Certain statements contained in this news release may constitute
forward-looking statements. Forward-looking statements are often, but
not always, identified by the use of words such as “anticipate”,
“plan”, “expect”, “may”, “will”, “intend”, “should”, and similar
expressions. These statements involve known and unknown risks,
uncertainties and other factors that may cause actual results or events
to differ materially from those anticipated in such forward-looking
statements. Forward-looking statements in this news release include,
without limitation, the following: references to the purchase and
closing costs of the Acquisition Properties; local lodging demand
generators; the completion and estimated costs of PIPs; the near term
growth of the Acquisition Properties and US hotel industry overall; the
availability of accretive acquisition opportunities; the degree to
which the Acquisition Properties are accretive; the anticipated closing
date of the Acquisition Properties transaction; and future availability
of low cost CMBS financing.

Forward-looking information is based on a number of key expectations and
assumptions made by AHIP, including, without limitation: a reasonably
stable North American economy and stock market and the ability to
successfully integrate the Acquisition Portfolio. Although the
forward-looking information contained in this news release is based on
what AHIP’s management believes to be reasonable assumptions, AHIP
cannot assure investors that actual results will be consistent with
such information.

Forward-looking information reflects current expectations of AHIP’s
management regarding future events and operating performance as of the
date of this news release. Such information involves significant risks
and uncertainties, should not be read as guarantees of future
performance or results, and will not necessarily be accurate
indications of whether or not such results will be achieved. Actual
results could differ materially from those currently anticipated due to
a number of factors and risks. These include, without limitation, those
factors that can be found under “Risk Factors” in AHIP’s Annual
Information Form dated March 26, 2014 and AHIP’s Short form Prospectus
dated May 29, 2014.

The forward-looking statements contained herein represent AHIP’s
expectations as of the date of this news release, and are subject to
change after this date. AHIP assumes no obligation to update or revise
any forward-looking statements whether as a result of new information,
future events or otherwise, except as required by applicable law.

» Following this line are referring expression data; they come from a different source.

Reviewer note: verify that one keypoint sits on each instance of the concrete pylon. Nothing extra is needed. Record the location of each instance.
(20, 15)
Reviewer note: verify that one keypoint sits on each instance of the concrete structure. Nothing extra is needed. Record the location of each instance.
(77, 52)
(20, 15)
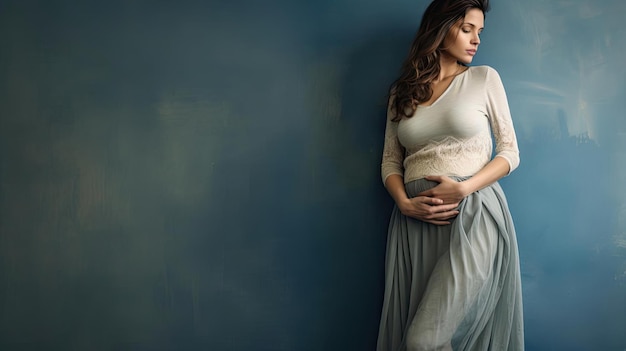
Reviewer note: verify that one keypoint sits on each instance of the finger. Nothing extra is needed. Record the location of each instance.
(444, 208)
(443, 215)
(437, 179)
(438, 222)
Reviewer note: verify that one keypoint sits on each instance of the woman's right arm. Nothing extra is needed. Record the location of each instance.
(424, 208)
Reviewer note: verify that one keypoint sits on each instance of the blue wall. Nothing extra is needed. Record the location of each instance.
(204, 175)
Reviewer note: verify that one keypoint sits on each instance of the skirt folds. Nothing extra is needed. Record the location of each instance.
(453, 287)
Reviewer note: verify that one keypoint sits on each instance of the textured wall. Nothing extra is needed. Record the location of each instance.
(205, 174)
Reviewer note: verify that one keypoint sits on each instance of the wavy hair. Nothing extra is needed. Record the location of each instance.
(422, 65)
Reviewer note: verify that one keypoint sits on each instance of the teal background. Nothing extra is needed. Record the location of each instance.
(204, 175)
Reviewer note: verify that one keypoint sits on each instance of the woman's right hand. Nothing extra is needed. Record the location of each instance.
(428, 209)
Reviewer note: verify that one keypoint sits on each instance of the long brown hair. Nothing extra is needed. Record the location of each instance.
(422, 66)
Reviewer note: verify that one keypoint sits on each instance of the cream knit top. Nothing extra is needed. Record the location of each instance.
(452, 136)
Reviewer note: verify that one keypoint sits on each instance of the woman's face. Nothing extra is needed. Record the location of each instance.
(463, 39)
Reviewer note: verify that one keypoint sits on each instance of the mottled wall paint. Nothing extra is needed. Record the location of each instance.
(204, 175)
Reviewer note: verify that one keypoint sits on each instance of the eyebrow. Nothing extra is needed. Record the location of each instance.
(471, 24)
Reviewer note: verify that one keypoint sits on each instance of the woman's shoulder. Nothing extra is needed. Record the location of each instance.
(484, 73)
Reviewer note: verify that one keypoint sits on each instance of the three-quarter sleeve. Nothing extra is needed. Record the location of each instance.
(393, 151)
(500, 119)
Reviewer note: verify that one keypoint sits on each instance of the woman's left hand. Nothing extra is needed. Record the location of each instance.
(448, 190)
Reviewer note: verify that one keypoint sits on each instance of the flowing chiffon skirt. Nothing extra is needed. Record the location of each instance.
(453, 287)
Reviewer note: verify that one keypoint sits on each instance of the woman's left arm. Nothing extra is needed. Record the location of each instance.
(507, 152)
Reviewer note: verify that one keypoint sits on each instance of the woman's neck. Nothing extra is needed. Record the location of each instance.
(448, 69)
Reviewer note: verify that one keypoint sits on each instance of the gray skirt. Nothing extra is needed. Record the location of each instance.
(453, 287)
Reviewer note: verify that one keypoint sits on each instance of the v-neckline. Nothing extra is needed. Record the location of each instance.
(445, 91)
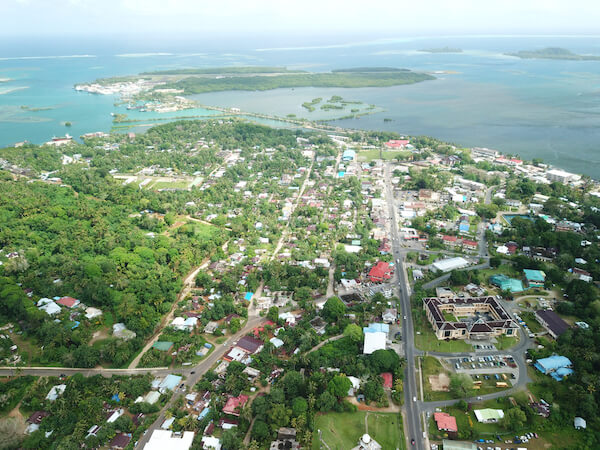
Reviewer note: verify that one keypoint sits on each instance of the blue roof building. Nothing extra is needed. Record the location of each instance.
(558, 367)
(170, 382)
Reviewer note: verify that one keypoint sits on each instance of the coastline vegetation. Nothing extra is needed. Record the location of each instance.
(553, 53)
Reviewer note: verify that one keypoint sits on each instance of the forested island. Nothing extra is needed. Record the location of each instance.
(442, 50)
(199, 81)
(553, 53)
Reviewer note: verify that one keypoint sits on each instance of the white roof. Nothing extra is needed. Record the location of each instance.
(56, 391)
(374, 341)
(210, 443)
(448, 264)
(163, 439)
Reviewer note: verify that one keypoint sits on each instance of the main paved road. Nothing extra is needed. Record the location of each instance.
(412, 427)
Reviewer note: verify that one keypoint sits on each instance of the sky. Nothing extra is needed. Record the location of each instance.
(302, 18)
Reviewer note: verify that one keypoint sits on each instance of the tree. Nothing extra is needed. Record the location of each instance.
(513, 419)
(354, 332)
(339, 386)
(299, 406)
(260, 431)
(461, 385)
(334, 309)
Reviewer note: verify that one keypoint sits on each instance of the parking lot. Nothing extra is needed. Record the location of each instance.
(482, 365)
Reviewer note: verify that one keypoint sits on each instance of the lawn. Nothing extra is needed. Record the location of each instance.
(341, 431)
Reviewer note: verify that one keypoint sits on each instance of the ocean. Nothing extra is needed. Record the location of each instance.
(532, 108)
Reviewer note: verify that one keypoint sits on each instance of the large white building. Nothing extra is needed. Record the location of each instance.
(165, 439)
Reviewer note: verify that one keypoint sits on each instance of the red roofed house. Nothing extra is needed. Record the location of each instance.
(69, 302)
(387, 380)
(470, 245)
(235, 404)
(396, 143)
(380, 272)
(451, 241)
(445, 422)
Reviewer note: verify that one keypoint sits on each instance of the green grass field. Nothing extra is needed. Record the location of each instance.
(341, 431)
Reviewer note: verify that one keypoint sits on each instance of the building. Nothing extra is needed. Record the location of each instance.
(551, 322)
(558, 367)
(164, 439)
(560, 176)
(468, 318)
(234, 405)
(506, 283)
(380, 272)
(445, 422)
(374, 341)
(348, 155)
(534, 278)
(458, 445)
(449, 264)
(366, 442)
(488, 415)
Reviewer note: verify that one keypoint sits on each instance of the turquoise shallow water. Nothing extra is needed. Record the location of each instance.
(534, 108)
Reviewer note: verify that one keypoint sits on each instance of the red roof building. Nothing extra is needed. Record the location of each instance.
(235, 404)
(380, 272)
(445, 422)
(387, 380)
(471, 245)
(69, 302)
(397, 143)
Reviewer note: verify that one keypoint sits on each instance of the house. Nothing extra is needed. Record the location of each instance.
(380, 272)
(211, 327)
(234, 405)
(164, 439)
(552, 322)
(319, 325)
(488, 415)
(211, 443)
(374, 341)
(470, 245)
(121, 331)
(56, 392)
(445, 422)
(388, 380)
(534, 278)
(389, 315)
(250, 344)
(69, 302)
(470, 318)
(558, 367)
(366, 442)
(120, 441)
(579, 423)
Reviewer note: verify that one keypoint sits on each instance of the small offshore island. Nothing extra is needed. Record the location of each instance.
(553, 53)
(442, 50)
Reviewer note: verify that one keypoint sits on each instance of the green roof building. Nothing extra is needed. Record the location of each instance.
(506, 283)
(535, 278)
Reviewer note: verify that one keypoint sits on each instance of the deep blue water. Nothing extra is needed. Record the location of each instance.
(533, 108)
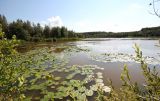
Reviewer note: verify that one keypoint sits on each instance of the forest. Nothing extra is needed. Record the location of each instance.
(28, 31)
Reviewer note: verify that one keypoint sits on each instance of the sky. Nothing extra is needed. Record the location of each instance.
(83, 15)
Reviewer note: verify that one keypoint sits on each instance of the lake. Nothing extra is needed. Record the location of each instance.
(108, 54)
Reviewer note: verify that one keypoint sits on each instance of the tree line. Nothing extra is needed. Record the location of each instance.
(144, 32)
(26, 30)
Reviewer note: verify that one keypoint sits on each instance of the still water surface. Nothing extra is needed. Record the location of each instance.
(112, 69)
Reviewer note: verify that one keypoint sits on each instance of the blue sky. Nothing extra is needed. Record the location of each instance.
(83, 15)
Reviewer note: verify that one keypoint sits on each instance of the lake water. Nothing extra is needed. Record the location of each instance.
(113, 70)
(110, 54)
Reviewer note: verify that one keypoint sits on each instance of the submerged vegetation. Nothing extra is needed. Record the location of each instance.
(43, 75)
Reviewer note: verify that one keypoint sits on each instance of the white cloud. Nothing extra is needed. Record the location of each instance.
(54, 21)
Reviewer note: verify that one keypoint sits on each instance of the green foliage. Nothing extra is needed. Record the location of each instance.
(11, 74)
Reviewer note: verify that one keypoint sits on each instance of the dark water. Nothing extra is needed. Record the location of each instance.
(111, 70)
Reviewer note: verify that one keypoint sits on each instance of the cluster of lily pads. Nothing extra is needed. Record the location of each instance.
(49, 78)
(121, 57)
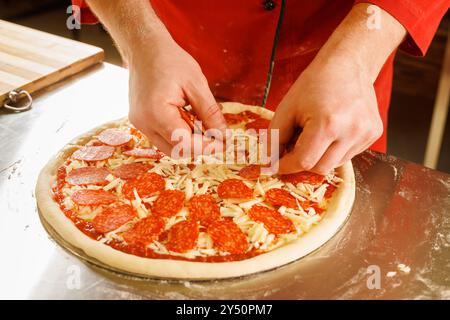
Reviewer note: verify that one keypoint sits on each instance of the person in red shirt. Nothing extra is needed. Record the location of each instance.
(324, 66)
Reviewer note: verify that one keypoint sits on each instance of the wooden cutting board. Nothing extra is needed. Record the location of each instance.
(31, 60)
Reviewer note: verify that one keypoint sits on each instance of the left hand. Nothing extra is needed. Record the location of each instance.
(334, 103)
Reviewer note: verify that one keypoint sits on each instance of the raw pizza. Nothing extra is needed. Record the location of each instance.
(129, 207)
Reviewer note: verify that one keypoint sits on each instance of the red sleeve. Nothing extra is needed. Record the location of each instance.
(86, 15)
(419, 17)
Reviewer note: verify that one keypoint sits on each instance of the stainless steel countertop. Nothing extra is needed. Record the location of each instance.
(401, 216)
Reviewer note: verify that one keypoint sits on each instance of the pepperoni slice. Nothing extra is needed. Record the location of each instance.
(93, 153)
(279, 197)
(146, 185)
(114, 137)
(87, 175)
(250, 172)
(149, 153)
(169, 203)
(234, 188)
(234, 118)
(183, 236)
(302, 176)
(88, 197)
(113, 217)
(227, 237)
(203, 208)
(329, 192)
(131, 170)
(145, 231)
(273, 221)
(250, 115)
(258, 124)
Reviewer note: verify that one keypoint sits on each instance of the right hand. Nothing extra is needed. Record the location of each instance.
(164, 77)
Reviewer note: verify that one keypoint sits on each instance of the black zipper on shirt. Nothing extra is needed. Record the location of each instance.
(272, 57)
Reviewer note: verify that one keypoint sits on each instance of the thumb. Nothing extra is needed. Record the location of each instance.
(205, 106)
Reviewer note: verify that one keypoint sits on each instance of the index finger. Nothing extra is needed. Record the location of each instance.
(309, 149)
(173, 122)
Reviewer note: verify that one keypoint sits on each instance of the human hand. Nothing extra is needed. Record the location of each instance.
(336, 107)
(163, 78)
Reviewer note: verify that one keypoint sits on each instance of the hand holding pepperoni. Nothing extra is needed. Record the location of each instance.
(336, 106)
(164, 78)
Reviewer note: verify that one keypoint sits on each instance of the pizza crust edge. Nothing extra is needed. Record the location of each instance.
(338, 210)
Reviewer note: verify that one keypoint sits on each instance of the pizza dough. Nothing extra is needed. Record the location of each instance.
(339, 207)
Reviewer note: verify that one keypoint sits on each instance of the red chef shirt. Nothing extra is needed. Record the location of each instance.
(236, 41)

About American Hotel Income Properties REIT LP

AHIP is a limited partnership formed under the Limited Partnerships Act (Ontario) to invest in hotel real estate properties located
substantially in the United States and engaged primarily in the
railroad employee accommodation, transportation and contract-focused
lodging sectors. AHIP’s long-term objectives are to: (i) generate
stable and growing cash distributions from hotel properties
substantially in the US; (ii) enhance the value of its assets and
maximize the long-term value of the hotel properties through active
management; and (iii) expand its asset base and increase its AFFO per
Unit through an accretive acquisition program, participation in
strategic development opportunities and improvements to its properties
through targeted value-added capital expenditure programs.

Additional information relating to AHIP, including its other public
filings, is available on SEDAR at www.sedar.com and on AHIP’s website at www.ahipreit.com.

THE TORONTO STOCK EXCHANGE HAS NOT REVIEWED AND DOES NOT ACCEPT
RESPONSIBILITY FOR THE ADEQUACY OR THE ACCURACY OF THIS RELEASE.